Another issues are, Windows is not very well supported and the whole capn proto thing. I hope to change all that with my community fork.
I don’t quite get the last part of your question? Once Python 3 is a first class citizen long term support should be possible.
@David_Keeney There are some changes code changes to the non-python related parts nupic.core. Can you wait until I have add everything to my community fork? It should be done in a fews days time.
@Bitking I am just getting started with the C++/clr (managed code) for the C# interface. When I finish that I can probably give you a C only interface if you need it. Then Perl after that if there is still interest.
@chhenning Sure, take your time. I have lots to do on the C# interface. This is not hard but there is a lot of it.
Please don’t worry about me - I am doing my own thing with straight C code.
I am using some of the HTM ideas but I don’t have much interest in the nupic model.
It solves different problems than I am working on.
I was asking about the general Python environment.
I have Googled regarding the porting & compatibility issues and reached the same conclusion you mentioned: Python 3 should be OK for us to use.
I’m quite interesting in testing out NuPIC and I know that talk of migrations have been a thing for quite some time and I am quite glad that someone is undertaking it. Is there an ETA for the official release of a python 3 compatible NuPIC?
@roya004 Let’s take stock by the end of January. I’m in the process of migrating nupic to python 3. I think it’s going ok but I’ll need some help from Numenta at some point. There are a few question that I’m collecting and will post them soon.
Yes, there will be two nupic versions. One for python 2.7 and one for python 3. I think this is the best way for now. Unless someones tells me it’s not.

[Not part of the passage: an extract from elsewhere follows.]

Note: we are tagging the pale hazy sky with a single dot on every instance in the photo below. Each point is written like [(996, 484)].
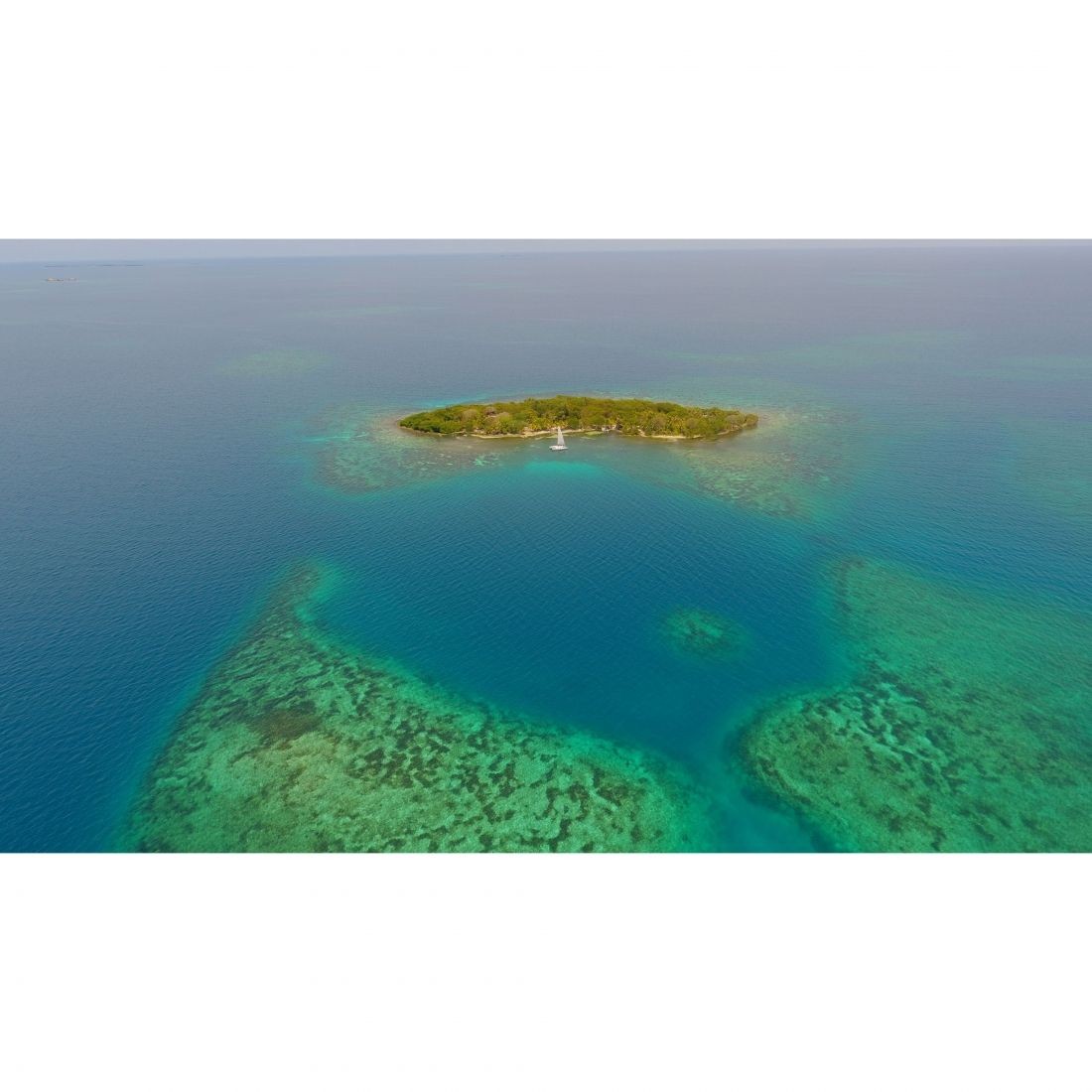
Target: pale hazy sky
[(66, 250), (32, 250)]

2 separate versions sounds like a complete nightmare to maintain. Would not recommend. It would be best to make a version that works in python3, then also double check that it works in python2.7
Here is my reasoning. The base is nupic which is python2.7. What I’m working on is to migrate that code to python3. There are some differences in syntax and behavior between these two version. For instance:
python2.7: print ‘Hello World’
python 3: print(‘Hello World’)
Most of the differences can be taken care of by the python’s 2to3 tool but I find myself patching a lot of errors manually. My progress can be tracked here. Apologies for the messy markdown.
There are ways to have one codebase which supports both flavors. But I think python 2.x is on its way out and pure python3 will be better in the long run.
@rhyolight Since I’m reworking the whole python interface to remove swig and all of nupic.core C python code, I think there might be some demand? At least for Windows I can see it.